They were concerned to a degree, but I think both they, and those same foreign powers realized that subjugation of the United States was not viable with the technical capabilities that existed at the time. The advent of the Railroad and telegraph made it that much worse for an invader.

The reality the British faced during the Revolutionary War was that the American Colonies were already too large in terms of both area and population for them to viable occupy. Emphasis on the term "viably" in this case. The economics of the situation simply made it not worth doing. As their attack on Washington DC demonstrated in the War of 1812(and various other locations during the Revolutionary War), they could exercise supremacy over part of the United States at any given time, but they would require a much larger, and far more expensive force, to be able to hold most of it, never mind attempting to hold all of it.

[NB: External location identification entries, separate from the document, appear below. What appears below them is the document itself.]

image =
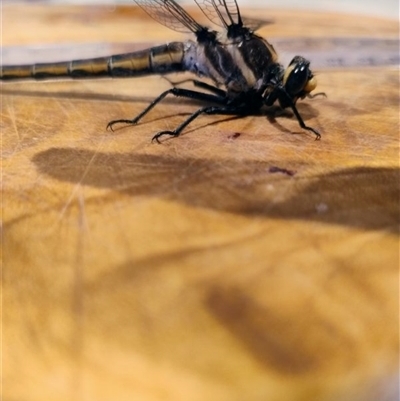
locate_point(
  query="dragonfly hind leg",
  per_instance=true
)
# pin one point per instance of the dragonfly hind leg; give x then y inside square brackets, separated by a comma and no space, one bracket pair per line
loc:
[178,92]
[226,110]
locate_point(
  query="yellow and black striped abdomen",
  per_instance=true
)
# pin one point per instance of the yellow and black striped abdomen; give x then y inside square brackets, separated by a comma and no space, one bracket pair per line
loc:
[157,60]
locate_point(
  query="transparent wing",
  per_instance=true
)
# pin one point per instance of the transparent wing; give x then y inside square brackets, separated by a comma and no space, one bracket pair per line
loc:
[223,13]
[170,14]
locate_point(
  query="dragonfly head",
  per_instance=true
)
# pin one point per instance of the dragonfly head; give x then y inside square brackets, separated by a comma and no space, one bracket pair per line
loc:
[298,80]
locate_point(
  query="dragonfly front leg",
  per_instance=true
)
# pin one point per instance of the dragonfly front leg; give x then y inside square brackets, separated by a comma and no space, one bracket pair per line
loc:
[178,92]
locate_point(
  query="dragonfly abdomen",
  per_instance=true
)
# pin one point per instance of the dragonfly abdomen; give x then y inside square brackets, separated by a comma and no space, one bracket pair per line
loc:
[157,60]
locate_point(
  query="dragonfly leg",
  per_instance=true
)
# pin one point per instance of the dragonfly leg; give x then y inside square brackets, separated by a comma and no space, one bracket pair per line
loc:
[283,96]
[203,110]
[178,92]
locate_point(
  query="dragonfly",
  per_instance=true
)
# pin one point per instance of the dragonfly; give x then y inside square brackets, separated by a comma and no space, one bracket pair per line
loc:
[242,66]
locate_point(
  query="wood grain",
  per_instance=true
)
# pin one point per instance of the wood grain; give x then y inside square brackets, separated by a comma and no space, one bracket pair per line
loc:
[241,261]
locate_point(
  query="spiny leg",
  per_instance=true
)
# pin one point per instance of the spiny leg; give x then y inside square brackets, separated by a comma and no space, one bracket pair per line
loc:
[203,110]
[288,100]
[176,92]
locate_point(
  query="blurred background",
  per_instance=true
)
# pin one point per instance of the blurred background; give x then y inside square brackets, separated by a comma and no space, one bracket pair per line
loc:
[383,8]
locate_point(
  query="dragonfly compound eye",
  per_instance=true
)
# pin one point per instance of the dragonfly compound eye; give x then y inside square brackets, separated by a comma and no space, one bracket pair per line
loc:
[298,78]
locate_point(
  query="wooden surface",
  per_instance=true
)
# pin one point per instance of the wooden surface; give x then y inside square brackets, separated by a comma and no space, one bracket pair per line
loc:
[216,266]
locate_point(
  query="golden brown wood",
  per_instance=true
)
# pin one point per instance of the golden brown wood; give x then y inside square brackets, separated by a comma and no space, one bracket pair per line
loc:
[193,270]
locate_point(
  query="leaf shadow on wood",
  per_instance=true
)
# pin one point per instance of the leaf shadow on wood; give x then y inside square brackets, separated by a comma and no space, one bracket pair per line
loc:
[363,197]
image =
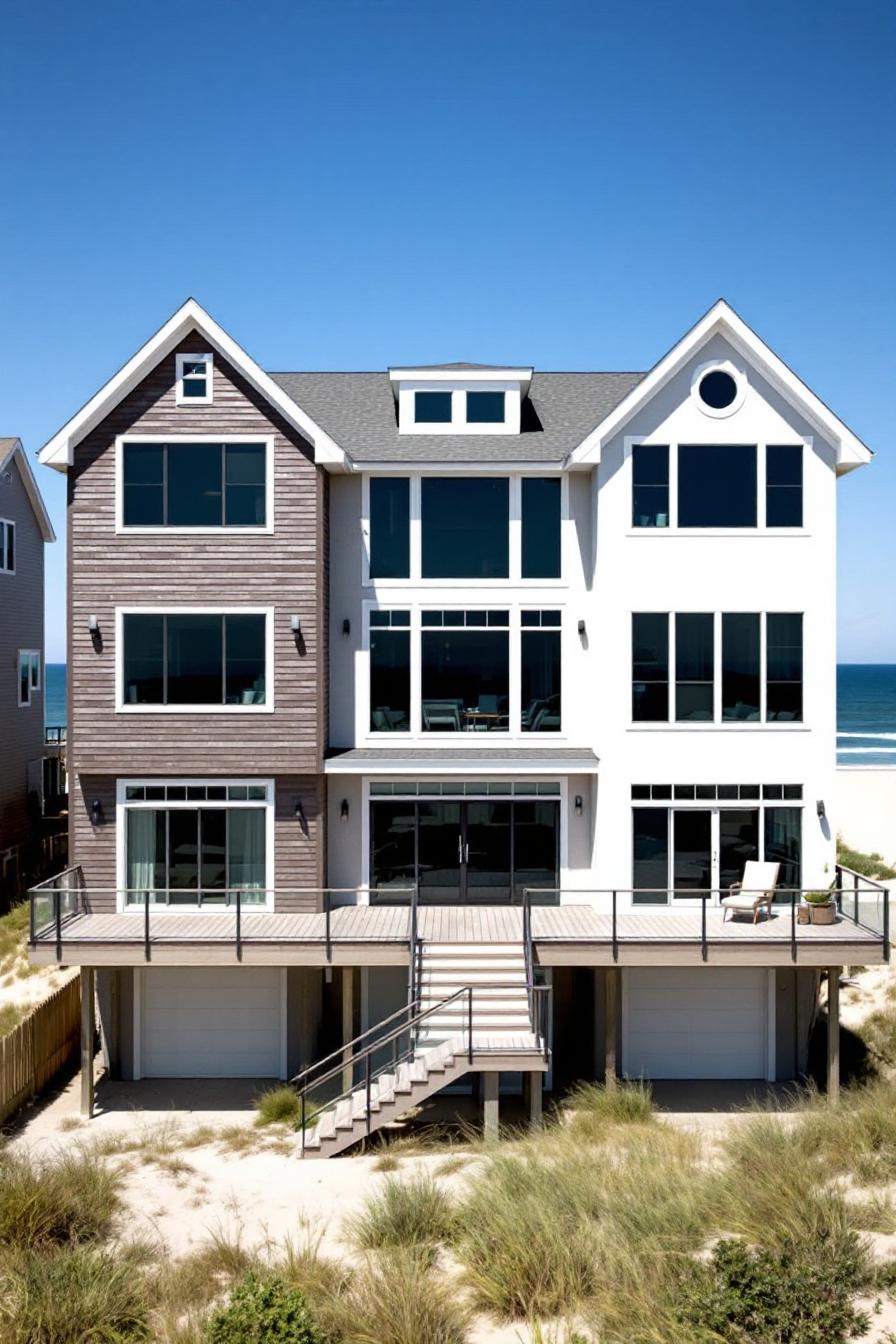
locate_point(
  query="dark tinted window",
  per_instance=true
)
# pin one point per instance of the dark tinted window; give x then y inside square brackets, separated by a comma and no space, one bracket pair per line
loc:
[740,665]
[650,855]
[465,527]
[390,527]
[540,680]
[783,665]
[650,485]
[649,667]
[194,485]
[540,527]
[485,407]
[785,485]
[716,485]
[693,665]
[433,407]
[194,659]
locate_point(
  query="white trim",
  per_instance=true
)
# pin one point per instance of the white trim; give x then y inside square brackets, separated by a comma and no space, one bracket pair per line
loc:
[722,319]
[720,366]
[191,316]
[32,684]
[38,507]
[8,524]
[164,530]
[184,358]
[267,707]
[122,804]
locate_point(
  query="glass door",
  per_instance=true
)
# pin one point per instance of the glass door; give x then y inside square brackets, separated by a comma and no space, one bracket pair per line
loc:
[486,852]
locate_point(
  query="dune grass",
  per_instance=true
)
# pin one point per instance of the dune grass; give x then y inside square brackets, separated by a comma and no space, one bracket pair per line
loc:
[415,1211]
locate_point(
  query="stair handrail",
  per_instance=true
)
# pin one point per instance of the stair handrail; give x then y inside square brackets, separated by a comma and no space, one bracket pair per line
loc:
[366,1054]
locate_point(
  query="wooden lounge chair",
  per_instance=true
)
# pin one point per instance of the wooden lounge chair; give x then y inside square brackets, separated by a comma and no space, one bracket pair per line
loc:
[756,889]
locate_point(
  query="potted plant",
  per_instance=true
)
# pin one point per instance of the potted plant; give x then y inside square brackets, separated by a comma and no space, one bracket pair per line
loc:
[822,907]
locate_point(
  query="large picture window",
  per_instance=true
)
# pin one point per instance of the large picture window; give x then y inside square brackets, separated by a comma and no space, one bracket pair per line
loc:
[465,527]
[465,682]
[194,659]
[194,484]
[196,844]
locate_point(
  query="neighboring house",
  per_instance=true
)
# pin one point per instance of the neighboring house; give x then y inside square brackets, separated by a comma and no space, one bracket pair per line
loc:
[446,675]
[24,530]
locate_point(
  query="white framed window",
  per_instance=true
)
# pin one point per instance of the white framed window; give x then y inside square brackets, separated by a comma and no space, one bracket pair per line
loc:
[195,379]
[28,675]
[195,843]
[194,660]
[7,546]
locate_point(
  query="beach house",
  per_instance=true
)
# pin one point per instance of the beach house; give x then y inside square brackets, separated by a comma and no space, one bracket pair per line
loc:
[423,719]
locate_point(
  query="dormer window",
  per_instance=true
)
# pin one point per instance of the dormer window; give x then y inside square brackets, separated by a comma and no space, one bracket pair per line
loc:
[194,379]
[485,407]
[433,407]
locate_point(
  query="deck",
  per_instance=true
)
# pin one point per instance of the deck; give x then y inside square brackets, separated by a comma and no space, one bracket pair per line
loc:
[363,934]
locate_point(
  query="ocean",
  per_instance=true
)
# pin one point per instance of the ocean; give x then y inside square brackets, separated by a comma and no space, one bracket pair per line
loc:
[865,710]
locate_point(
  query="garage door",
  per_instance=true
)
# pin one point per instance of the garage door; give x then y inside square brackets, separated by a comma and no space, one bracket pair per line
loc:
[211,1022]
[684,1023]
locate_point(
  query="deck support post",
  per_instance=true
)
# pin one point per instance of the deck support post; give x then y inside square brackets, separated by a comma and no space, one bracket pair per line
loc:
[348,1026]
[611,1024]
[532,1083]
[87,1036]
[490,1108]
[833,1034]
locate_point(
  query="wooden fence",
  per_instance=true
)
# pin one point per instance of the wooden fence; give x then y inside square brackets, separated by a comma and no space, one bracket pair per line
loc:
[34,1051]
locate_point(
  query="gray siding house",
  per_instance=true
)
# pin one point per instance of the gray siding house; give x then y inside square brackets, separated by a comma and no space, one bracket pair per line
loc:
[24,530]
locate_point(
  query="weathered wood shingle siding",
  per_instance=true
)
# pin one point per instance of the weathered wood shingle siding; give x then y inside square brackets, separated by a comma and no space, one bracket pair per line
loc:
[282,570]
[20,628]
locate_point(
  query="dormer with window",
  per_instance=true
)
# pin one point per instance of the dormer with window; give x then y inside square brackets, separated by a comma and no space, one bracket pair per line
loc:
[460,398]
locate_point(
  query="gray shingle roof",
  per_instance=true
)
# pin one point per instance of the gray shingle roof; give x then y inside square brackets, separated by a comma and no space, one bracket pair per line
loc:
[357,411]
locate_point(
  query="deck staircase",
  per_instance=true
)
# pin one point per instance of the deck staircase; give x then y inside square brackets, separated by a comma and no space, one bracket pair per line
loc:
[472,1008]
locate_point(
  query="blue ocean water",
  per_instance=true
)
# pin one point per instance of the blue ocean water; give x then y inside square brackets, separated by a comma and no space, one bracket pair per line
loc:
[865,710]
[54,699]
[867,714]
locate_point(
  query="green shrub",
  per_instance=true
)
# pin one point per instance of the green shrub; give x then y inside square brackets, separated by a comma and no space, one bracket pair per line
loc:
[801,1293]
[262,1311]
[395,1298]
[595,1109]
[71,1296]
[278,1106]
[65,1198]
[403,1212]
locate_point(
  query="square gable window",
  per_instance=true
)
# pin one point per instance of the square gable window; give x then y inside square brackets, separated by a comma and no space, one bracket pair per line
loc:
[433,407]
[485,409]
[194,379]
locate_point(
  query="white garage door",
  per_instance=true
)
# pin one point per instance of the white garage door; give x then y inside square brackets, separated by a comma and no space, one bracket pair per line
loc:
[211,1022]
[685,1023]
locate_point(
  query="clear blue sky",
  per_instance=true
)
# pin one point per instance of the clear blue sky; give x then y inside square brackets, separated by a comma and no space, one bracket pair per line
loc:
[345,184]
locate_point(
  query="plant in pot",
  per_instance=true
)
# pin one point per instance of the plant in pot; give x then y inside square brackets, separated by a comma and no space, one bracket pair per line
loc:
[822,907]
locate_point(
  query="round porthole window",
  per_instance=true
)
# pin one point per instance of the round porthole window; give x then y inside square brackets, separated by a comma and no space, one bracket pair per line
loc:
[719,389]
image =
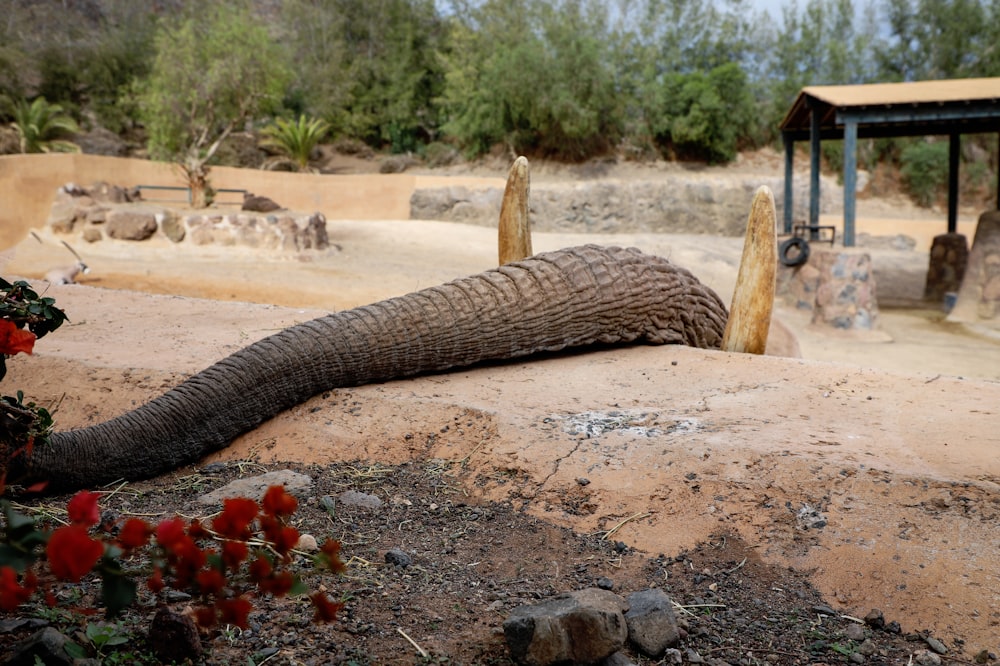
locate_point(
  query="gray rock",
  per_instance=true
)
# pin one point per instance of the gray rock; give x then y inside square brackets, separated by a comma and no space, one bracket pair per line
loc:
[926,658]
[130,224]
[855,632]
[652,626]
[580,627]
[936,645]
[355,498]
[398,558]
[254,487]
[47,646]
[173,637]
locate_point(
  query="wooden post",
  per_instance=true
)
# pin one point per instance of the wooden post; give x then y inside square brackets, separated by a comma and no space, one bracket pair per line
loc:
[514,239]
[753,298]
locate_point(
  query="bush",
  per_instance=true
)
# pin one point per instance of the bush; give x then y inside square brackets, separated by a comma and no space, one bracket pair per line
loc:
[703,116]
[925,170]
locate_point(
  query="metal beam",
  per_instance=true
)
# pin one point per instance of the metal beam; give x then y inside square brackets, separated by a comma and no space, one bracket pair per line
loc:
[789,192]
[850,180]
[954,151]
[814,162]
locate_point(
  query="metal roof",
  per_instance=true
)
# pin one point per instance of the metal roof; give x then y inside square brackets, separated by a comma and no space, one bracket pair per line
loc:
[898,109]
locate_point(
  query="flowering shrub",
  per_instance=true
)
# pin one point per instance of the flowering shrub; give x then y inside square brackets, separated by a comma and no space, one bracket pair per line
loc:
[244,552]
[24,317]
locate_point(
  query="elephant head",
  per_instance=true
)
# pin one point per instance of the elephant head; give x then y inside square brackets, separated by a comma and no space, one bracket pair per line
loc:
[547,302]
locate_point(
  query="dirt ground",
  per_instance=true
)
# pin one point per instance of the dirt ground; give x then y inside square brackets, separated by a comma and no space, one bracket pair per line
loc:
[870,470]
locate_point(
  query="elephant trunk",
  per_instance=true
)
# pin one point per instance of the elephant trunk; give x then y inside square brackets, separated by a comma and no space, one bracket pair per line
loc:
[548,302]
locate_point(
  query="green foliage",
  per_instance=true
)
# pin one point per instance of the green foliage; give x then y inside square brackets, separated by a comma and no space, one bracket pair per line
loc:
[295,139]
[547,90]
[39,126]
[212,71]
[22,305]
[704,116]
[925,170]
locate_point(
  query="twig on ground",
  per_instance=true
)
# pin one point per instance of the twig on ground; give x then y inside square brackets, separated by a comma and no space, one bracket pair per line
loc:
[637,516]
[423,652]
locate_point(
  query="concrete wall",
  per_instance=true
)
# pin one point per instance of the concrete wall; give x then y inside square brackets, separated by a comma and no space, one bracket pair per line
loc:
[28,185]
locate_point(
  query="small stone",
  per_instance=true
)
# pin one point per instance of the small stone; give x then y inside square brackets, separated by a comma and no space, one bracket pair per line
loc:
[935,645]
[307,543]
[875,619]
[855,632]
[693,657]
[47,646]
[926,658]
[398,558]
[173,637]
[355,498]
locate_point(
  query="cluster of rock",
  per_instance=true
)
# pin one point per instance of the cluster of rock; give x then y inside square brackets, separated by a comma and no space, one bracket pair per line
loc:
[107,211]
[591,626]
[679,203]
[837,285]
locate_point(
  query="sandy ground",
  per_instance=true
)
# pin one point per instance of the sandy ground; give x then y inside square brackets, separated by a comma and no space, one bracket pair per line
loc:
[894,444]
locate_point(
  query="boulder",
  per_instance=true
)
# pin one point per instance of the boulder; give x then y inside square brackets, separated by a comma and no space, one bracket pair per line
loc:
[652,626]
[131,224]
[580,627]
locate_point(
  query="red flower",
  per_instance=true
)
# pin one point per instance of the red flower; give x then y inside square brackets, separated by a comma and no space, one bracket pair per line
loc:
[134,534]
[83,509]
[72,553]
[14,340]
[155,582]
[233,553]
[234,611]
[12,594]
[234,521]
[277,502]
[326,610]
[211,581]
[330,556]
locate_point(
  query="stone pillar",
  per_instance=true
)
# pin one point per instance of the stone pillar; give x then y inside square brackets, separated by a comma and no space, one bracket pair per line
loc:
[845,296]
[979,296]
[949,256]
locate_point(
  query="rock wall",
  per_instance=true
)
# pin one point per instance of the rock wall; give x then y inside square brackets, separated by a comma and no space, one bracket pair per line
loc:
[678,204]
[106,211]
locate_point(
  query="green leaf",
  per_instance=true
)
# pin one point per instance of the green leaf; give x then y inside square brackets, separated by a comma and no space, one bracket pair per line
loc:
[74,651]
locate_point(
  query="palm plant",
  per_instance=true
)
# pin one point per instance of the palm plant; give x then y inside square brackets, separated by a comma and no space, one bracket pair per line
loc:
[295,139]
[39,126]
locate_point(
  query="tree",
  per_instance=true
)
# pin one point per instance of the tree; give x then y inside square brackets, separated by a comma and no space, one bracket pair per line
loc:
[212,72]
[295,139]
[39,126]
[534,75]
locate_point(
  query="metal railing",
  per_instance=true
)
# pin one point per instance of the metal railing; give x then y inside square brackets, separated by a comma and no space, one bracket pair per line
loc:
[187,190]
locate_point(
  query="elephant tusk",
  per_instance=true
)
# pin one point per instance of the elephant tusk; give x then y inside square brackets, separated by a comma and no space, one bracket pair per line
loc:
[515,227]
[753,297]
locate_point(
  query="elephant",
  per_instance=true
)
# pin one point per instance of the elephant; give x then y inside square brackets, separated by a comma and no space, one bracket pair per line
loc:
[545,303]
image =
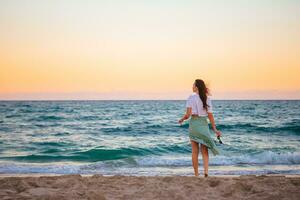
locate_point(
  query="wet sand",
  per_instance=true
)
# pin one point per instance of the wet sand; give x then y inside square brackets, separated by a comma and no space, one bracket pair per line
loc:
[149,187]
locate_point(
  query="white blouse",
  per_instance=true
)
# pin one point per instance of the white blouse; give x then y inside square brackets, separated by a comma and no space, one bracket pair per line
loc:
[196,104]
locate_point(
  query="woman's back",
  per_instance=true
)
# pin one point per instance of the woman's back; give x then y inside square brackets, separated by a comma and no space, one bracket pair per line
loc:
[196,104]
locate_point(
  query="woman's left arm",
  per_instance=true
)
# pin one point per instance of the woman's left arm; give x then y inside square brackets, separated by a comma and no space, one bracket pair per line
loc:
[186,115]
[213,124]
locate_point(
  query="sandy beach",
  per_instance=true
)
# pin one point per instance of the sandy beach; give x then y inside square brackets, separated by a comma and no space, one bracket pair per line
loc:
[149,187]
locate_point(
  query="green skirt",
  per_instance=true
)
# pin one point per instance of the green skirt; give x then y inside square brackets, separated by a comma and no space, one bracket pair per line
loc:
[199,132]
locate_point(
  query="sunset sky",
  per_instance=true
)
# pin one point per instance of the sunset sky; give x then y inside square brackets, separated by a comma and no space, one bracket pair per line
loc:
[155,49]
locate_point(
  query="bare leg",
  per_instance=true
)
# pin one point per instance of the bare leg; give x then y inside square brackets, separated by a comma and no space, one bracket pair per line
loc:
[205,157]
[195,153]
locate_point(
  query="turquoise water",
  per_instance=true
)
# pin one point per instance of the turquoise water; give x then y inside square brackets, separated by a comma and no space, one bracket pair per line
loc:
[144,138]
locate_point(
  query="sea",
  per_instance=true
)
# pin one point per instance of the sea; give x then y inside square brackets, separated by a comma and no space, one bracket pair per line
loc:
[143,137]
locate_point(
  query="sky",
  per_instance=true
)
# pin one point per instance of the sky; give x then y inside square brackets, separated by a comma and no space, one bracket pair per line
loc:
[138,49]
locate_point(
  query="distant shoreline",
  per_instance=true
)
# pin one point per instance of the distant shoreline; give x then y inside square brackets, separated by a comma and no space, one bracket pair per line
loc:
[145,187]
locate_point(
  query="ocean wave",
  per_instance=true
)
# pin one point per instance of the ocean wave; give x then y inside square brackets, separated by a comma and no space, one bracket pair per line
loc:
[264,158]
[264,163]
[96,154]
[294,128]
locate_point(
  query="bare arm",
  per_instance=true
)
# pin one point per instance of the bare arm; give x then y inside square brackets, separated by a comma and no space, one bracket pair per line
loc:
[187,115]
[213,124]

The colonies simply were not that valuable to them in the short/medium term, and their treasury couldn't support such an undertaking in any case. The war of 1812 proved the Americans were tenacious enough to look after their own interests, even if their performance against the British was rather lackluster, the Brits weren't concerned about that part. They were more concerned about other powers(France) being able take over. The war of 1812 set that aside. If the Brits couldn't pull it off with control of Canada giving them a land border, in addition to other Caribbean and Atlantic claims the Royal Navy could stage from, France and every other European power had no chance.

It was more economical for the UK to foster strong, long-term diplomatic and trade ties with the United States and let the Americans have to concern themselves with their own defense. Rather than make the crown have to both worry about "keeping the Americans in their place" and worry about defending them at the same time. Through trade they could get everything they would have obtained through the colonial control in any case, and they didn't need to worry about most of the other overhead. Yes, it was mildly annoying that they weren't "locked in" to trade with the Empire, but still, a lower cost option with better returns than the alternatives available.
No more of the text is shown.